A wearable skin patch monitors haemoglobin levels in deep tissues
Photo by Xiaoxiang Gao for the Jacobs School of Engineering at UC San Diego

A team of engineers have designed a wearable skin patch using a photoacoustic sensor to help clinicians monitor haemoglobin levels.

Engineers from the University of California San Diego, have developed a wearable skin patch that monitors biomolecules in deep tissues, including haemoglobin. This gives medical professionals access to information that could help identify life-threatening conditions such as malignant tumours, organ dysfunction, cerebral or gut haemorrhages and more.

“The amount and location of haemoglobin in the body provide critical information about blood perfusion or accumulation in specific locations. Our device shows great potential in close monitoring of high-risk groups, enabling timely interventions at urgent moments,” said Sheng Xu, a professor of nanoengineering at UC San Diego and corresponding author of the study.

The paper was published in Nature Communications.

Continuous monitoring for common conditions

Continuous monitoring using a wearable skin patch, for example, can aid in the diagnosis of conditions that cause low blood perfusion. Low blood perfusion can cause severe organ dysfunctions and is associated with heart attacks and vascular diseases.

The new wearable skin patch overcomes some significant limitations noted in existing methods of monitoring biomolecules. Magnetic resonance imaging (MRI) and X-ray-computed tomography both use bulky equipment that is located in healthcare facilities, and they usually only provide information on the status of the molecule, making them unsuitable for long-term biomolecule monitoring.

“Continuous monitoring is critical for timely interventions to prevent life-threatening conditions from worsening quickly,” said Xiangjun Chen, a nanoengineering PhD student in the Xu group and study co-author. “Wearable devices based on electrochemistry for biomolecule detection, not limited to haemoglobin, are good candidates for long-term wearable monitoring applications. However, the existing technologies only achieve the ability of skin-surface detection.”

The wearable skin patch is flexible and non-invasive

The flexible, low-form-factor wearable skin patch attaches to the skin, allowing for non-invasive long-term monitoring. It can perform three-dimensional mapping of haemoglobin with a submillimetre spatial resolution in deep tissues, down to centimetres below the skin, versus other wearable electrochemical devices that only sense the biomolecules on the skin surface. It can achieve high contrast to other tissues. Furthermore, its optical sensor means that the wearable skin patch can expand the range of detectable molecules, integrating different laser diodes with different wavelengths, along with its potential clinical applications.

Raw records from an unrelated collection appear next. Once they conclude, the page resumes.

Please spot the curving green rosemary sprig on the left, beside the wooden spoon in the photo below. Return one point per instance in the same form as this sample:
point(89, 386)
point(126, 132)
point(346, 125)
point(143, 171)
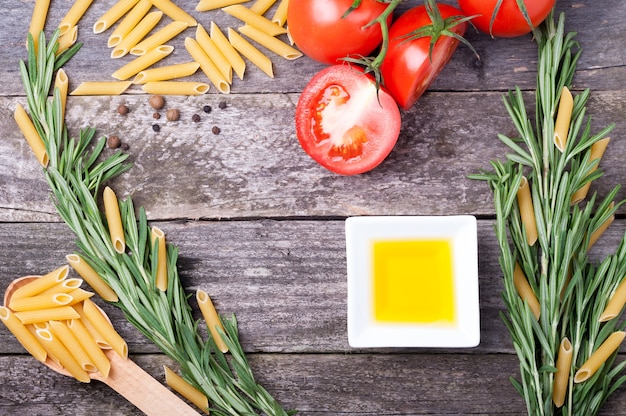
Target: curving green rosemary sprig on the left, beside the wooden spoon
point(75, 174)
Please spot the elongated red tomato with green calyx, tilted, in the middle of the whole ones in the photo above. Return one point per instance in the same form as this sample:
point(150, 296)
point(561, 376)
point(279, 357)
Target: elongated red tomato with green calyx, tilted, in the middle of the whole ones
point(407, 69)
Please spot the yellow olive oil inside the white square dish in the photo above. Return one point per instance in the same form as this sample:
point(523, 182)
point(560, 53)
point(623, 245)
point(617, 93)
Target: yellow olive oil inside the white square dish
point(412, 281)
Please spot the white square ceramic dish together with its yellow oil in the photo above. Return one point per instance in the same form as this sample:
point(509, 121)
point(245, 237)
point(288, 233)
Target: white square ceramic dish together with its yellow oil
point(412, 281)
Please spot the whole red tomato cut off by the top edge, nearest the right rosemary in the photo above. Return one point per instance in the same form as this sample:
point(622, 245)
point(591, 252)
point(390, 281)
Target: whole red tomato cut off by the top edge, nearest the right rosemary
point(509, 22)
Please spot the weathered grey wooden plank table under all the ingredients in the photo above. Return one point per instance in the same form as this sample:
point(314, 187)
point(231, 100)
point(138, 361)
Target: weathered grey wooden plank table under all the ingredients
point(260, 225)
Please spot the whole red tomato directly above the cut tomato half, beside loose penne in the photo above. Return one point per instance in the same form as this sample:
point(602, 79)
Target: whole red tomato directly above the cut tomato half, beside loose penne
point(319, 30)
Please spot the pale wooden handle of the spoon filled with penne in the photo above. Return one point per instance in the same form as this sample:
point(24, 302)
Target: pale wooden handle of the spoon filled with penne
point(142, 390)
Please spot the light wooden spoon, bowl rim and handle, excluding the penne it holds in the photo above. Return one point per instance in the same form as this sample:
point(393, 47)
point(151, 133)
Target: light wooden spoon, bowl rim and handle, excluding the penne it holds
point(125, 377)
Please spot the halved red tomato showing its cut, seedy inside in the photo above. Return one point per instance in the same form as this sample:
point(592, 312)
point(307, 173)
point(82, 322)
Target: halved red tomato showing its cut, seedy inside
point(344, 123)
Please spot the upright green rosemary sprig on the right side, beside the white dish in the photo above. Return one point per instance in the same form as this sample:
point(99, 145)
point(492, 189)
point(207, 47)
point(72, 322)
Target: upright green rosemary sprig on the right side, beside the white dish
point(571, 289)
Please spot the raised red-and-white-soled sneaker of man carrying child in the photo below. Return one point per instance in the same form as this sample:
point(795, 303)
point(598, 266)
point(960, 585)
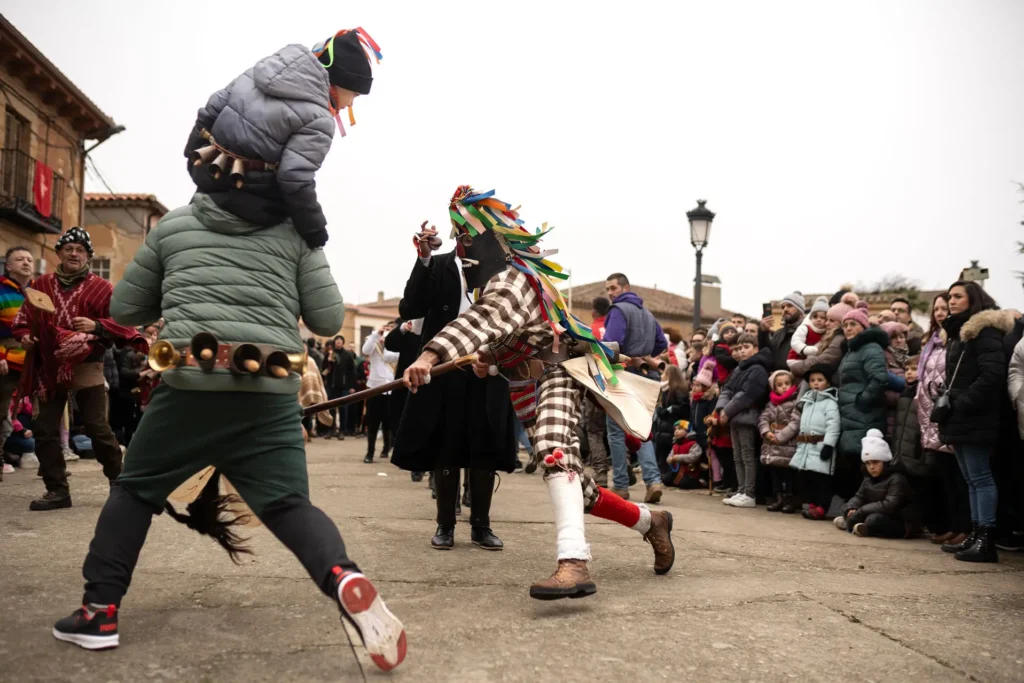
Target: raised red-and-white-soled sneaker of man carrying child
point(382, 633)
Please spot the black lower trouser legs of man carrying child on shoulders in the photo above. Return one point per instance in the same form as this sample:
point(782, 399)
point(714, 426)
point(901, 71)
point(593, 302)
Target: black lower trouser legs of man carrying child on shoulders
point(125, 521)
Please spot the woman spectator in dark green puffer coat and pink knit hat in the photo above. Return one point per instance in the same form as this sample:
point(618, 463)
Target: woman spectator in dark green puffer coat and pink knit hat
point(864, 380)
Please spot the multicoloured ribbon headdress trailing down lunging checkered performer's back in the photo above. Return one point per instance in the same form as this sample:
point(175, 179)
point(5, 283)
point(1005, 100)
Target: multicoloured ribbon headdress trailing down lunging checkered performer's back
point(474, 214)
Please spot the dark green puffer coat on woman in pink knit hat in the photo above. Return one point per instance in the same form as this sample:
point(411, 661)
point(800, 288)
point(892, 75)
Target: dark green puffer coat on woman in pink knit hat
point(864, 379)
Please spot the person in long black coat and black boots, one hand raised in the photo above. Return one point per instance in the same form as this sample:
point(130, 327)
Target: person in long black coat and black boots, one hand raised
point(460, 421)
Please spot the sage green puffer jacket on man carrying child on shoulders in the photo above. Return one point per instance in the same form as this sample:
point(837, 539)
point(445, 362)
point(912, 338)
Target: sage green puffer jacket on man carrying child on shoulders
point(205, 270)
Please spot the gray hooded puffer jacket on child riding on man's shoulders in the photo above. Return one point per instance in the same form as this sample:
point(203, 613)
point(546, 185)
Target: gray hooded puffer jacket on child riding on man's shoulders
point(277, 112)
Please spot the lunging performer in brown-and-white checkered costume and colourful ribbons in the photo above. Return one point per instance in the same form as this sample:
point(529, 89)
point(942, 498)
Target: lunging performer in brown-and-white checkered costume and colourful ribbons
point(521, 323)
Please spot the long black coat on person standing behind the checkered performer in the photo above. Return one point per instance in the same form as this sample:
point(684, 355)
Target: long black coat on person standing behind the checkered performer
point(458, 420)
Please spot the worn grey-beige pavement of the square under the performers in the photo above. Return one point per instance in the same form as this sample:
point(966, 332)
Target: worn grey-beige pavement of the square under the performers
point(753, 597)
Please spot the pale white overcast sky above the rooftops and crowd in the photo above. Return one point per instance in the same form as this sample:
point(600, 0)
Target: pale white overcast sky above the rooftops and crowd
point(838, 143)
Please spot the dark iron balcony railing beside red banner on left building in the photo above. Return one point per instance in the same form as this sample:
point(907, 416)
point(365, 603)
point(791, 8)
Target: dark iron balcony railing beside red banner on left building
point(18, 204)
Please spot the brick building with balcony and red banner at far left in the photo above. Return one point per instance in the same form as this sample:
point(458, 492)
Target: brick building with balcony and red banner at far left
point(46, 125)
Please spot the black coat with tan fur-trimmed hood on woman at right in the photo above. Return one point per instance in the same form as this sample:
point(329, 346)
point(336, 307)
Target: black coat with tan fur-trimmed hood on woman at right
point(977, 392)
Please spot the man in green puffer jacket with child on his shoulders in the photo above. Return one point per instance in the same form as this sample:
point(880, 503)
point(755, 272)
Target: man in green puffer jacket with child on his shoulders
point(232, 291)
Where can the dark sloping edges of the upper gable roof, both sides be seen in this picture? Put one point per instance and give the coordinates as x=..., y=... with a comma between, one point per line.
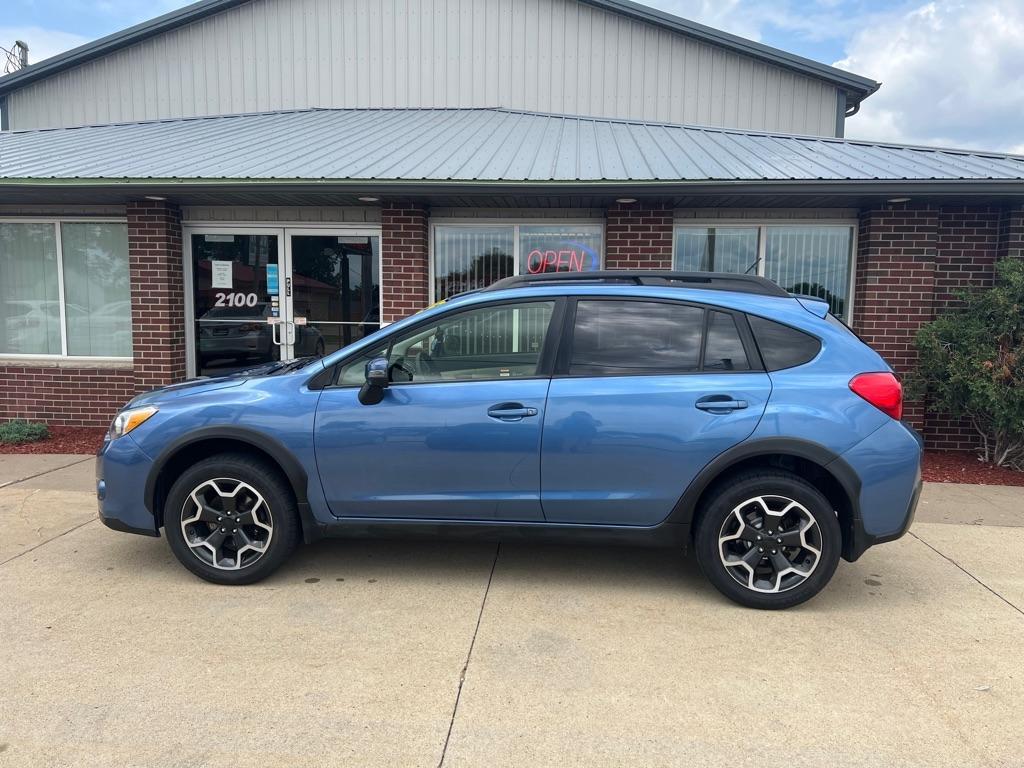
x=860, y=88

The wearable skin patch has laser diodes and piezoelectric transducers in its soft silicone polymer matrix. The laser diodes emit pulsed lasers into the tissues. Then, the biomolecules in the tissue absorb the optical energy and radiate acoustic waves into surrounding media.

“Piezoelectric transducers receive the acoustic waves, which are processed in an electrical system to reconstruct the spatial mapping of the wave-emitting biomolecules”, said Xiaoxiang Gao, a postdoctoral researcher in Xu’s lab and co-author of the study.

“With its low-power laser pulses, it is also much safer than X-ray techniques that have ionising radiation”, said Hongjie Hu, a postdoctoral researcher in the Xu group and study co-author.